Family Law Prof Blog

Editor: Margaret Ryznar
Indiana University
Robert H. McKinney School of Law

Thursday, February 2, 2023

More Living Apart Together

From the New York Times:

Jeff and Connie Ordway had been married for 18 years when Ms. Ordway approached her husband about getting her own apartment.

It was July 2021 — 17 months into the pandemic — and Ms. Ordway, an extrovert, wanted to live closer to the city of Columbia, Mo. Lockdown on their rural farm in Ashland, Mo., “was a lot harder on her than it was on me,” Mr. Ordway, 58, said.

They needed “to figure out how to give her what it is she needs in order to be happy,” he added. They have two children, ages 17 and 14, and felt that one of them would benefit from going to school in a less rural area.

So, in March 2022, Ms. Ordway, 62, found an apartment in Columbia, a 20-minute drive from Mr. Ordway; she also got a job as a shuttle driver at the University of Missouri, which allowed her to be more social. They visit the other’s home a couple of times a week, and speak on the phone every morning and every night.
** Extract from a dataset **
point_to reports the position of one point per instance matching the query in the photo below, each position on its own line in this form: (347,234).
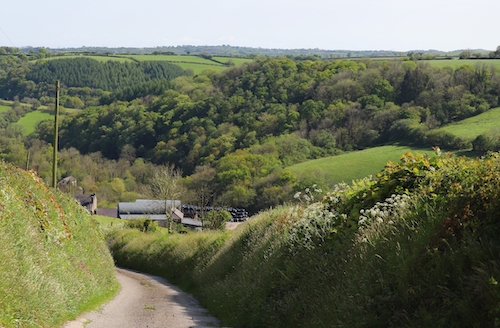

The decision has stuck. Though pandemic restrictions have eased and their child has left school to work, the distance is working for them. “It feels like we’re dating again,” Ms. Ordway said.

After a pandemic-induced dip, the number of American couples who are “living apart together,” as sociologists call the arrangement, or L.A.T., has started to grow again.

While the percentage of the population that is married declined between 2000 and 2019, the percentage of married people who live apart has increased. According to the Census Bureau’s “America’s Families and Living Arrangements” data, the percentage of married couples who live apart rose by more than 25 percent between 2000 and 2019.

In 2021, it started to rise again. As of this year, there are 3.89 million Americans who are living apart from their spouses, or approximately 2.95 percent of married Americans. (These statistics do not include separated couples considering a divorce, but do include couples with circumstances that force them apart, as in the case of military families.)